The COVID-19 pandemic has reshaped the working styles of companies all over the world. Many of them initially left office buildings to decrease human contact and prevent the spread of the virus. Some of those practices have seemingly become a permanent legacy of the pandemic. Turkish private lender Akbank joined that list Thursday when it announced a new working model that covers the post-pandemic era and features three different working practices: remote work, hybrid work and office work.
According to a statement, working conditions in the new period were designed in those three different ways, with the hybrid model featuring a more flexible work system. It generally provides more control to employees on how and where to work.
Accordingly, the Akbank branches that provide one-on-one and face-to-face services to customers will continue to work from offices while 52% of the headquarters teams will work remotely, 36% will work in a hybrid layout and 12% will work from the office.
Akbank General Manager Hakan Binbaşgil said in the statement that within the scope of this new approach, they "will find the opportunity to reach different audiences, such as those who prefer to work in different time zones or prefer part-time work."
"I believe that this approach will lead new initiatives in our country in creating employment," he added.
The increase in home office practices worldwide let firms explore further into the new setup.
Chris Herd, the founder and CEO of the FirstbaseHQ, an all-in-one provisioning platform that lets companies supply and manage all the physical equipment remote workers need, said in a recent statement on Twitter that over 2,000 companies over the last 12 months have shared their plans for remote work going forward and that the "companies will cut their commercial office space by 50%-70%."
He said some 30% of the companies he talked to "are getting rid of the office entirely and going remote."
He added that one of the reasons they are going remote-first "is because it lets them be more cost-efficient."

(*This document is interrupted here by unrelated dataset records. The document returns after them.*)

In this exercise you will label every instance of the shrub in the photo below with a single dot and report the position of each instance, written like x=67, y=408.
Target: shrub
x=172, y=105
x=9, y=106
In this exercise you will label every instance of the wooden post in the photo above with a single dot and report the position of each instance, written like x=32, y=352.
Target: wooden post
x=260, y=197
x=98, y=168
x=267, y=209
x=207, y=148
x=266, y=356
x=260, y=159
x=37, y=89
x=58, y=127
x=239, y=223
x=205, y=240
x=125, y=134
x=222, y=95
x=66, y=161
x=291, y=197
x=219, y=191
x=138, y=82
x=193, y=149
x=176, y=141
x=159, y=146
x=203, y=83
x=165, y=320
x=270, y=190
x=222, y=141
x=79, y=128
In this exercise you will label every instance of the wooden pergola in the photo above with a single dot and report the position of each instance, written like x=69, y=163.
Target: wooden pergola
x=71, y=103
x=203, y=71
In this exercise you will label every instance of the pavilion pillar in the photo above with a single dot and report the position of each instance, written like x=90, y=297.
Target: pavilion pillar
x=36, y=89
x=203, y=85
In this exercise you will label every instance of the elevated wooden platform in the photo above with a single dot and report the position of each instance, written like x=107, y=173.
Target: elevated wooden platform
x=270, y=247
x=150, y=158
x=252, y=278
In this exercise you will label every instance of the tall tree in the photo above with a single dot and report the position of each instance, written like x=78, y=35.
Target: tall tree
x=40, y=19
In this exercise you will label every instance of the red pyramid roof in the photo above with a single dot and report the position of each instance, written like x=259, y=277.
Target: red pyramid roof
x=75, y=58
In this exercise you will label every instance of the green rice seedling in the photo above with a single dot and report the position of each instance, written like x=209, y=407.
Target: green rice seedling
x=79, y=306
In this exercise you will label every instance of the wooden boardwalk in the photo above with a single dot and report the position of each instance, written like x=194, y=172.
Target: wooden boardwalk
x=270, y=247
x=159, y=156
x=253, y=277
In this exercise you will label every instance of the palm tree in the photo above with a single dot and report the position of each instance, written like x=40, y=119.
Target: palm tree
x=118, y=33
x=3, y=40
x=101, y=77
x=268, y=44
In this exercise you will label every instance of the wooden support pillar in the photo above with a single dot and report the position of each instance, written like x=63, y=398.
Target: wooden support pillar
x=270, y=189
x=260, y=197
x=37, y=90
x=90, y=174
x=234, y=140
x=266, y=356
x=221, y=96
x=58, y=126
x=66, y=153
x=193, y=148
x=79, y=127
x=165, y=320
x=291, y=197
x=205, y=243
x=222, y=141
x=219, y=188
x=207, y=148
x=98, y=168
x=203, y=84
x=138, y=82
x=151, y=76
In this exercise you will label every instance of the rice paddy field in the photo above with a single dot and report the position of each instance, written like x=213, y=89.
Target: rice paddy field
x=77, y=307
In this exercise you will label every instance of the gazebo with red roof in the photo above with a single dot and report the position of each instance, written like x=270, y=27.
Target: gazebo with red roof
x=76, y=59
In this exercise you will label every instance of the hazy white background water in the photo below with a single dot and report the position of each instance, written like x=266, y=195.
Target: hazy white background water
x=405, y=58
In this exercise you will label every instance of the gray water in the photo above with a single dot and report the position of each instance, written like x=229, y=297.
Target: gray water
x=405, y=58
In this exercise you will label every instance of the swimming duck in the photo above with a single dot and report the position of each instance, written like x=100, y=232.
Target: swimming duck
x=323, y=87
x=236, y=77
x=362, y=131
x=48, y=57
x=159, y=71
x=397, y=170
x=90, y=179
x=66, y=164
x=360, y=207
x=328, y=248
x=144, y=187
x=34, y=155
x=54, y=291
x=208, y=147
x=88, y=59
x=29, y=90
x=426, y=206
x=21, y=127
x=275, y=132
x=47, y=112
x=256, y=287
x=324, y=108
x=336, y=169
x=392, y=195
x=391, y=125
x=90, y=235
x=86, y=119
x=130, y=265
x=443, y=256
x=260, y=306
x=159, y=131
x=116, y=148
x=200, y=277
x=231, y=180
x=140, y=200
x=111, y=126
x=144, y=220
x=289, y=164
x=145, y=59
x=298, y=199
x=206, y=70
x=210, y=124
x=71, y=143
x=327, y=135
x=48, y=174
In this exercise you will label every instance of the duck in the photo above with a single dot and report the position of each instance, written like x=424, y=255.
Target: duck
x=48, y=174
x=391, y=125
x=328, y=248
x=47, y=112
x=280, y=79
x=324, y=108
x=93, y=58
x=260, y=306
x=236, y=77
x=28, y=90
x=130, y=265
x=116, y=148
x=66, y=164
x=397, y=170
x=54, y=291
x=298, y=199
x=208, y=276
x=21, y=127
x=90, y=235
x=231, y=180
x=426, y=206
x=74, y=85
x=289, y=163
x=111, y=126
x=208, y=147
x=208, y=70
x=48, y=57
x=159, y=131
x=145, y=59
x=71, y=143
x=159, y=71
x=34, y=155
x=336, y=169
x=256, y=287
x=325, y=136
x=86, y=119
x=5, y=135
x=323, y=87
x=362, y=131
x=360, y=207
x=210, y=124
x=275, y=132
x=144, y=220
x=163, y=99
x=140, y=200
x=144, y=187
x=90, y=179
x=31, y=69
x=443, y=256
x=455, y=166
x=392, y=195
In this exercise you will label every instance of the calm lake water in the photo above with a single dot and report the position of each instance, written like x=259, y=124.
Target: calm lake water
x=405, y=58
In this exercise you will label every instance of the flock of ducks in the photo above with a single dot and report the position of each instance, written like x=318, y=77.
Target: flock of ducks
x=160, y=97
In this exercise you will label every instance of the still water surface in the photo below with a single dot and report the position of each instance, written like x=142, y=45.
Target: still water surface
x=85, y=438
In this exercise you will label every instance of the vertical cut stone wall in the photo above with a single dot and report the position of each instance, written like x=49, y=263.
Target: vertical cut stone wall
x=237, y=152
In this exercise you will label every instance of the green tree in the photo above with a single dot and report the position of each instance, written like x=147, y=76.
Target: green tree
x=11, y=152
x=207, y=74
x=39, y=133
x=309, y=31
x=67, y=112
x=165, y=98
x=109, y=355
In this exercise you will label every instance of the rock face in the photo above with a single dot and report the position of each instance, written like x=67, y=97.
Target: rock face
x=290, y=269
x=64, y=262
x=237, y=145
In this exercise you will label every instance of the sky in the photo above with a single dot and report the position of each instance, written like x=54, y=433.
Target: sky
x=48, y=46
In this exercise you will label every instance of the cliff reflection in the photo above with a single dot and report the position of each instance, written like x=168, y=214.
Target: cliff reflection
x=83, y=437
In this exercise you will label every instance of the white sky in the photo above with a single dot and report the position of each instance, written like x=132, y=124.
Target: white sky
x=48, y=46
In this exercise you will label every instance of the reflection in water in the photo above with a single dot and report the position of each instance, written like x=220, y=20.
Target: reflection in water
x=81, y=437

The issue of expenses that emerge while working from home is another subject that has been on the agendas of some countries that took steps to enable companies to compensate employees for working-from-home-costs. Comparethemarket.com recently calculated expenditures such as broadband or utility costs that could stack up throughout a month for employees in different countries and found that Turkey was one of the cheapest places to work from home while Barbados and Spain were among the most expensive countries.